Doug Dillaman’s review published on Letterboxd:
Pretty violently mixed on this film. Some random non-spoilerish thoughts (although if you're a rasa type, stop reading):
* I think the "humourless" aspect is at least somewhat off-beam: between at least a half-dozen lines of Pattinson's, Caine's line about the English and snobbery, and Branagh icing a guy by breaking his windpipe with a gold bar, then checking his pulse on a FitBit, I had a few giggles. (Plus: bungee-jumping! You don't get that shit in a Bergman film!) I suspect if you sat next to Nolan at a screening, he'd be chuckling more than anyone else.
* Lots of fear that the dialogue would be inaudible, but I found this clearer than either TDKR or DUNKIRK, except where it clearly wasn't supposed to be clear, either because the key information was to be recapitulated many other times (the speedboat scene, which is about something else entirely than exposition) or will literally be revisited later in the scene (a later Branagh/Washington scene through a glass window). That said, I saw it at Auckland IMAX and that shit was loud; I'm not surprised that at a lower volume it might all compress to mush.
* Christopher Nolan's action keeps pushing the edges of PG-13, and there are moments of this that made me wish he'd do a hard-R action film with no grand conceit. If I had the power to give him FIVE OBSTRUCTIONS, that would be two of them. (All-female leads, sub 100 minutes, and strict linear time with no cross-cutting would be the other three.)
* Basically, until Elizabeth Debicki shows up, I fucking loved this film. I don't blame her, although between this and THE NIGHT MANAGER I literally never want to see her as the beautiful trophy wife of an arms dealer who another man becomes obsessed with ever. (Let her be in comedy! She's fucking great at it!) But her whole storyline feels just like a terrible convoluted mismatch with everything else, and bogs things down for ages with countless exposition and dialogue scenes that I could not give a shit about.
* I've being spoiler-averse, but let's talk about her legendarily terrible line of dialogue, "including my son", for a moment. First of all: it is terrible, and I laughed out loud. Second of all: it underlines both where Nolan was going thematically and why it doesn't work. By the end of the film, it's pretty explicit that Nolan's evoking the idea that if we keep ruining the Earth for future generations, it will come back to haunt us. So I expect that the notion of Debicki's relationship with her son is to posit the opposite and show an example of caring for future generations, their survival mattering. But boiled into the dramaturgical structure of this, conflating end times with "OMG my son will die" is just sheer narcissism.
* But maybe that's the point. I feel like there's a critique of materialism and narcissism that runs through the film, albeit one that's not adroitly handled, but one that ties into a blindness that the rich have in our present times to the effects their actions have on the future.
* There's probably a lot of arguments like this you could make for literally every line of dialogue and moment, but honestly, a lot of it was just fucking boring, and I wish there'd been a less convoluted plot structure to get us to the action scenes.
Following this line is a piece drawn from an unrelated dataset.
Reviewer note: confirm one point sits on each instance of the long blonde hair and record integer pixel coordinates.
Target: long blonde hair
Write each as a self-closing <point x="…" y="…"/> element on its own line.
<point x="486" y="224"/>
* But Jesus, those action scenes. Nolan in some ways does himself a disservice by making everything look so easy in the way he shoots things; he rarely overemphasizes just how crazy it is that he's combining forward and backward motion. Still not sure I comprehend how driving in backwards time works, and some of the cross cutting between different directions hurt my brain, but Nolan handles it in a way that I trust that he does. And even the small things on this front are terrific, like Washington fighting his way out of a kitchen and cheese-gratering a guy. We're a long long way from whatever the hell BATMAN BEGINS was on this front.
* A shame that the final action scene has to cross cut with a Debicki scene which grinds the rhythm to a halt, not helped by some weird staging that feels written for a location with a different spatial layout but comes off as a bit implausible given the proximity of the characters..
* Robert Pattinson: MVP. Most pleasant surprise: Branagh, managing to keep his performance almost entirely the correct side of ham despite myriad opportunities not to. Biggest disappointment: Martin Donovan literally only has one scene as captain exposition. Ah well, at least he got to shine in COME TO DADDY.
* Really loved Goransson's score, although the auto-tune vocal crap over the credits was a bit, well, crap.